The OBITools formatted taxonomy

Management of the taxonomy

Filtering and annotation steps in the processing of DNA metabarcoding sequence data are greatly eased by the explicit association of taxonomic information to sequences together with an easy access to the taxonomy. Taxonomic information, including a taxonomic identifier, can thus be stored in the set of attributes of each sequence record. Specifically, the taxid attribute is used by the OBITools when querying taxonomic information of a sequence record, nevertheless several OBITools commands can annotate sequence records with taxonomy-related attributes for the user’s convenience.

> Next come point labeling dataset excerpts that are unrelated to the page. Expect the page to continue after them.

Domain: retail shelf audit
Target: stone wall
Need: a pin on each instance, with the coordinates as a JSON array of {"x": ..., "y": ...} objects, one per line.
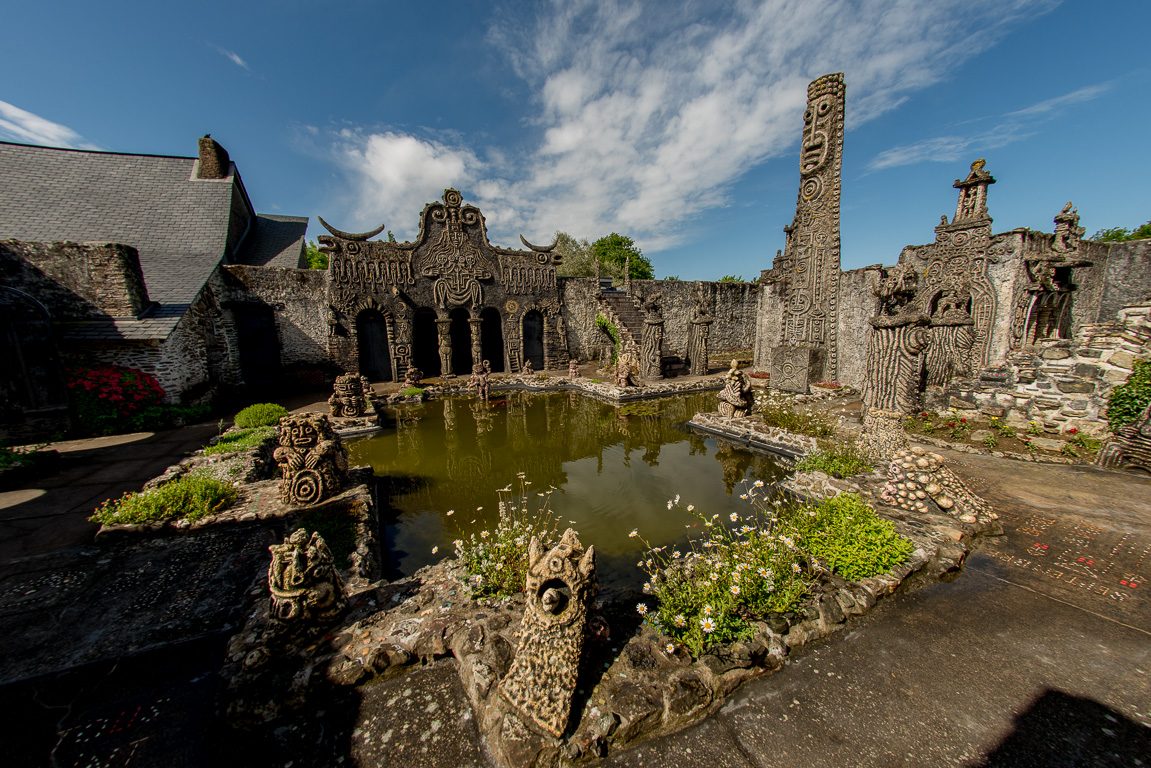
[
  {"x": 1061, "y": 383},
  {"x": 76, "y": 281},
  {"x": 299, "y": 302}
]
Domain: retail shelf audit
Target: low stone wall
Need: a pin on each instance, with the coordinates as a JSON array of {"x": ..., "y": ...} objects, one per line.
[{"x": 1062, "y": 383}]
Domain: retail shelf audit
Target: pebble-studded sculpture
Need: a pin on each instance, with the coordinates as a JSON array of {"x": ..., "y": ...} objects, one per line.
[
  {"x": 920, "y": 480},
  {"x": 350, "y": 396},
  {"x": 737, "y": 398},
  {"x": 561, "y": 586},
  {"x": 313, "y": 463},
  {"x": 303, "y": 579}
]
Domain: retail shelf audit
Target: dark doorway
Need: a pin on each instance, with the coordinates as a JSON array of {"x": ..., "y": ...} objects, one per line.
[
  {"x": 375, "y": 354},
  {"x": 259, "y": 346},
  {"x": 460, "y": 342},
  {"x": 533, "y": 339},
  {"x": 426, "y": 343},
  {"x": 492, "y": 337}
]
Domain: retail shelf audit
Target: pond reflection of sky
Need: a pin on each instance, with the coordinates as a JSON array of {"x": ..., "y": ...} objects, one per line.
[{"x": 611, "y": 472}]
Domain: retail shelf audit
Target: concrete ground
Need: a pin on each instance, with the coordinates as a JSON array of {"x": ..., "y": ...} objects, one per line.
[{"x": 1037, "y": 654}]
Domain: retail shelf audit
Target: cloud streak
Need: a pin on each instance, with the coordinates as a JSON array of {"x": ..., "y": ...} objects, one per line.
[
  {"x": 1011, "y": 127},
  {"x": 21, "y": 126},
  {"x": 646, "y": 113}
]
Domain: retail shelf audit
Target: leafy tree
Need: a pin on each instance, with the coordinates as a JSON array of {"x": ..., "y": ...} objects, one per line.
[
  {"x": 315, "y": 260},
  {"x": 1122, "y": 234},
  {"x": 614, "y": 249}
]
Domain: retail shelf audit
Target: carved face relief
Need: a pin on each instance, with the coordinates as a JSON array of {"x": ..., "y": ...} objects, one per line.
[{"x": 818, "y": 128}]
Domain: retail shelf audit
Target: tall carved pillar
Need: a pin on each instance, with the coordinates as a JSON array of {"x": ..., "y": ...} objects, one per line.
[
  {"x": 698, "y": 347},
  {"x": 650, "y": 359},
  {"x": 443, "y": 332},
  {"x": 893, "y": 362},
  {"x": 810, "y": 264}
]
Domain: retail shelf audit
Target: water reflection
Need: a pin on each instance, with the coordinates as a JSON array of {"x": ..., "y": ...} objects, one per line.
[{"x": 611, "y": 472}]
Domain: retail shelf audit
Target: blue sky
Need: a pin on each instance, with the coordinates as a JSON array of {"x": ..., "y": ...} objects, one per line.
[{"x": 672, "y": 122}]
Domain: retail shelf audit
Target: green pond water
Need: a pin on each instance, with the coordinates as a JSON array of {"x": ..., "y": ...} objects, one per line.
[{"x": 611, "y": 472}]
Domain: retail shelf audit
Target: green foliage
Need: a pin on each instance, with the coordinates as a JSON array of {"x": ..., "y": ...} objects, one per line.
[
  {"x": 239, "y": 440},
  {"x": 778, "y": 410},
  {"x": 315, "y": 259},
  {"x": 1127, "y": 401},
  {"x": 260, "y": 415},
  {"x": 840, "y": 459},
  {"x": 1122, "y": 234},
  {"x": 496, "y": 560},
  {"x": 615, "y": 249},
  {"x": 189, "y": 497},
  {"x": 847, "y": 535}
]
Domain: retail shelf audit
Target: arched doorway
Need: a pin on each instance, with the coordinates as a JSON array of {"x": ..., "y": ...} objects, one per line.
[
  {"x": 374, "y": 352},
  {"x": 460, "y": 333},
  {"x": 426, "y": 342},
  {"x": 533, "y": 339},
  {"x": 492, "y": 337}
]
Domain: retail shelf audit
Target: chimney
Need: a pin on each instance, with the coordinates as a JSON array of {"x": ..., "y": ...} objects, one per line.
[{"x": 214, "y": 161}]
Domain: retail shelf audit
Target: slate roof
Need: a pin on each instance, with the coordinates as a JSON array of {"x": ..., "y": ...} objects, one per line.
[
  {"x": 274, "y": 242},
  {"x": 177, "y": 223}
]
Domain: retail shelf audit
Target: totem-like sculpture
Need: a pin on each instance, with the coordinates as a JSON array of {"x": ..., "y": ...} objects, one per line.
[
  {"x": 698, "y": 337},
  {"x": 1130, "y": 447},
  {"x": 561, "y": 586},
  {"x": 737, "y": 397},
  {"x": 479, "y": 380},
  {"x": 652, "y": 341},
  {"x": 312, "y": 459},
  {"x": 919, "y": 480},
  {"x": 350, "y": 396},
  {"x": 303, "y": 579},
  {"x": 810, "y": 261}
]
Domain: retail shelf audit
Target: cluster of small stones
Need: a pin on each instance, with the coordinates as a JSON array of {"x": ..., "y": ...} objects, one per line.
[
  {"x": 753, "y": 432},
  {"x": 642, "y": 691},
  {"x": 920, "y": 480},
  {"x": 1061, "y": 383}
]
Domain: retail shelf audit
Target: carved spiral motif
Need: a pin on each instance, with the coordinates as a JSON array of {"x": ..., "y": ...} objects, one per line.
[
  {"x": 306, "y": 487},
  {"x": 812, "y": 188}
]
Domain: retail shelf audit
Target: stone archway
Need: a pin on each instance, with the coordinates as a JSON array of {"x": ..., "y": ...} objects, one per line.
[
  {"x": 374, "y": 350},
  {"x": 492, "y": 339}
]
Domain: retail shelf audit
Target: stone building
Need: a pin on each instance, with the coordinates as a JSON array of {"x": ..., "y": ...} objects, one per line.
[{"x": 111, "y": 258}]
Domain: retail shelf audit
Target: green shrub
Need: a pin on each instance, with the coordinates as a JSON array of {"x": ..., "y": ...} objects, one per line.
[
  {"x": 1127, "y": 401},
  {"x": 496, "y": 559},
  {"x": 189, "y": 497},
  {"x": 847, "y": 535},
  {"x": 260, "y": 415},
  {"x": 840, "y": 459},
  {"x": 238, "y": 440}
]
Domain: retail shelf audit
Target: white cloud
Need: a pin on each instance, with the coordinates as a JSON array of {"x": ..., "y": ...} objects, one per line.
[
  {"x": 648, "y": 111},
  {"x": 1011, "y": 127},
  {"x": 20, "y": 126}
]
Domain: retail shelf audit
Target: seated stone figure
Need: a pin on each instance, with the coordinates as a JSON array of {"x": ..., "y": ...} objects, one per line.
[
  {"x": 303, "y": 579},
  {"x": 737, "y": 397},
  {"x": 350, "y": 396},
  {"x": 312, "y": 459}
]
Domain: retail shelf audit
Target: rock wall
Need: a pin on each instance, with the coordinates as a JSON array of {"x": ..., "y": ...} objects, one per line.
[{"x": 76, "y": 281}]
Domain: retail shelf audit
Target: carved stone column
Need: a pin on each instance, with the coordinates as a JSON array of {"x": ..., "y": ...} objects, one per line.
[
  {"x": 443, "y": 332},
  {"x": 893, "y": 360},
  {"x": 650, "y": 358}
]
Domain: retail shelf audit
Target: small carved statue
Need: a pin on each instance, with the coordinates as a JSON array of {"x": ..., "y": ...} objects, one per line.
[
  {"x": 479, "y": 380},
  {"x": 737, "y": 397},
  {"x": 561, "y": 586},
  {"x": 413, "y": 377},
  {"x": 312, "y": 459},
  {"x": 350, "y": 396},
  {"x": 303, "y": 579}
]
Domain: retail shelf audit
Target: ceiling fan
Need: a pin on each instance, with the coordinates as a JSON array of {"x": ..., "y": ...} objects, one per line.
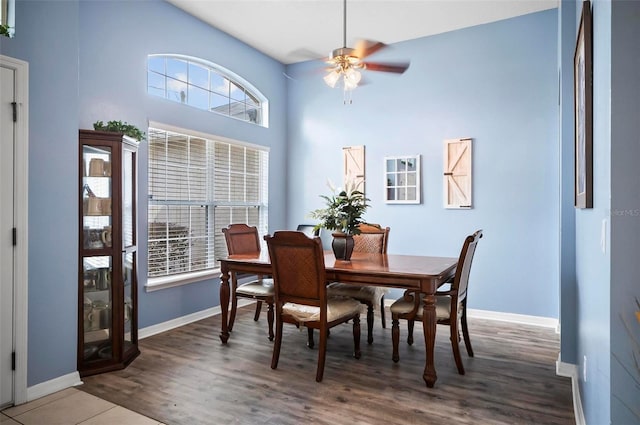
[{"x": 345, "y": 63}]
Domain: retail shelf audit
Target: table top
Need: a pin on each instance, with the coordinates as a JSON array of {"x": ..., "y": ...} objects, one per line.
[{"x": 387, "y": 264}]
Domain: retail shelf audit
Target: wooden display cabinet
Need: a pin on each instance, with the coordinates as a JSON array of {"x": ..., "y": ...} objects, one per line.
[{"x": 107, "y": 289}]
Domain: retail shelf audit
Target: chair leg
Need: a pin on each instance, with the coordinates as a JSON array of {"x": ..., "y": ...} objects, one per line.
[
  {"x": 455, "y": 344},
  {"x": 270, "y": 320},
  {"x": 232, "y": 313},
  {"x": 322, "y": 354},
  {"x": 277, "y": 344},
  {"x": 356, "y": 337},
  {"x": 383, "y": 318},
  {"x": 395, "y": 337},
  {"x": 310, "y": 343},
  {"x": 465, "y": 329},
  {"x": 258, "y": 308},
  {"x": 370, "y": 323}
]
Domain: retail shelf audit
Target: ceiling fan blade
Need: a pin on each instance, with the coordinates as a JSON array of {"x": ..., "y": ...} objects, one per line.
[
  {"x": 365, "y": 48},
  {"x": 396, "y": 68}
]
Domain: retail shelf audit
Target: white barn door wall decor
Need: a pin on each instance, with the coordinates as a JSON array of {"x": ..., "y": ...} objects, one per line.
[
  {"x": 354, "y": 167},
  {"x": 457, "y": 173}
]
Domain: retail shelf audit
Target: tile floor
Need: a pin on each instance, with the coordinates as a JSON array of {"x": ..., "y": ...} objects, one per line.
[{"x": 72, "y": 406}]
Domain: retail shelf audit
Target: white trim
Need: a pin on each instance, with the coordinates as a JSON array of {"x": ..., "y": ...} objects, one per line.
[
  {"x": 21, "y": 214},
  {"x": 184, "y": 320},
  {"x": 54, "y": 385},
  {"x": 162, "y": 282},
  {"x": 569, "y": 370},
  {"x": 546, "y": 322}
]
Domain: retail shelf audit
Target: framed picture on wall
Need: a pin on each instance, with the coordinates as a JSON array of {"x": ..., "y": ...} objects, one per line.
[{"x": 583, "y": 114}]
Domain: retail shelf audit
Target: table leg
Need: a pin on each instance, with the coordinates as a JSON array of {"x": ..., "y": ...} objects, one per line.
[
  {"x": 224, "y": 303},
  {"x": 429, "y": 326}
]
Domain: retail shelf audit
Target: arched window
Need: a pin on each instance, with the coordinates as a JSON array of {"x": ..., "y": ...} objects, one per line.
[{"x": 205, "y": 85}]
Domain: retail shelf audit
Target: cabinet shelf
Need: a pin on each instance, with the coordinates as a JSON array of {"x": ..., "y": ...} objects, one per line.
[{"x": 107, "y": 287}]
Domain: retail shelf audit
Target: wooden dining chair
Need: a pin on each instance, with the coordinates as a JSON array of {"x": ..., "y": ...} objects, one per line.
[
  {"x": 372, "y": 239},
  {"x": 301, "y": 298},
  {"x": 243, "y": 239},
  {"x": 451, "y": 306}
]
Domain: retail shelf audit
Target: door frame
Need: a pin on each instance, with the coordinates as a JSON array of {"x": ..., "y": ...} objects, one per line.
[{"x": 21, "y": 222}]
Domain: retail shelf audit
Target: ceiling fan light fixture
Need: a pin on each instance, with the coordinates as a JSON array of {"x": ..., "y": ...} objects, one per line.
[
  {"x": 351, "y": 79},
  {"x": 332, "y": 78}
]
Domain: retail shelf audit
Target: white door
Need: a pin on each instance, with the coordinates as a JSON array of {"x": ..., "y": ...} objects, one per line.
[
  {"x": 7, "y": 140},
  {"x": 14, "y": 245}
]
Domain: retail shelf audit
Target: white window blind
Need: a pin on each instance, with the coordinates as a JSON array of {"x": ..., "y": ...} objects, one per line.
[{"x": 197, "y": 186}]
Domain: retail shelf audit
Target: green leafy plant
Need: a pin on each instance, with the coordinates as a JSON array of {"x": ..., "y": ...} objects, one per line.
[
  {"x": 120, "y": 127},
  {"x": 344, "y": 210},
  {"x": 4, "y": 30}
]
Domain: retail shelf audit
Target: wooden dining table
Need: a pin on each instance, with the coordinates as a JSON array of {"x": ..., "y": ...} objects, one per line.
[{"x": 421, "y": 273}]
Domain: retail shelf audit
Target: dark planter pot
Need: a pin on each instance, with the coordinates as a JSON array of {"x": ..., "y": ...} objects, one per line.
[{"x": 342, "y": 246}]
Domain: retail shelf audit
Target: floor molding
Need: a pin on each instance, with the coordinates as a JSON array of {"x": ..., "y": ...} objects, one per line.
[
  {"x": 183, "y": 320},
  {"x": 54, "y": 385},
  {"x": 569, "y": 370},
  {"x": 546, "y": 322}
]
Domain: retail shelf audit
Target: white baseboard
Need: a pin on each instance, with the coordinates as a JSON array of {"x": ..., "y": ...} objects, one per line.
[
  {"x": 546, "y": 322},
  {"x": 569, "y": 370},
  {"x": 184, "y": 320},
  {"x": 54, "y": 385}
]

The value of the taxid attribute must be a unique integer referring unambiguously to one taxon in the taxonomic associated database (note that a taxon can be any node in the taxonomic tree). Although this is not mandatory, the NCBI taxonomy is a preferred source of taxonomic information as the OBITools provide commands to easily extract the full taxonomic information from it. The command obitaxonomy is useful to build a taxonomic database in the OBITools format from a dump of the NCBI taxonomic database (downloadable at the following URL: ftp://ftp.ncbi.nih.gov/pub/taxonomy/taxdump.tar.gz). Moreover, the obitaxonomy command can enrich an existing taxonomy with private taxa, therefore enabling to associate sequence records to taxa not initially present in the reference taxonomic database. As the OBITools have access to the full taxonomic tree topology, they are able to inform higher taxonomic levels from a taxon identifier (e.g. the family, order, class, phylum, etc. corresponding to a genus) leading to efficient and simple annotation and querying of taxonomic information.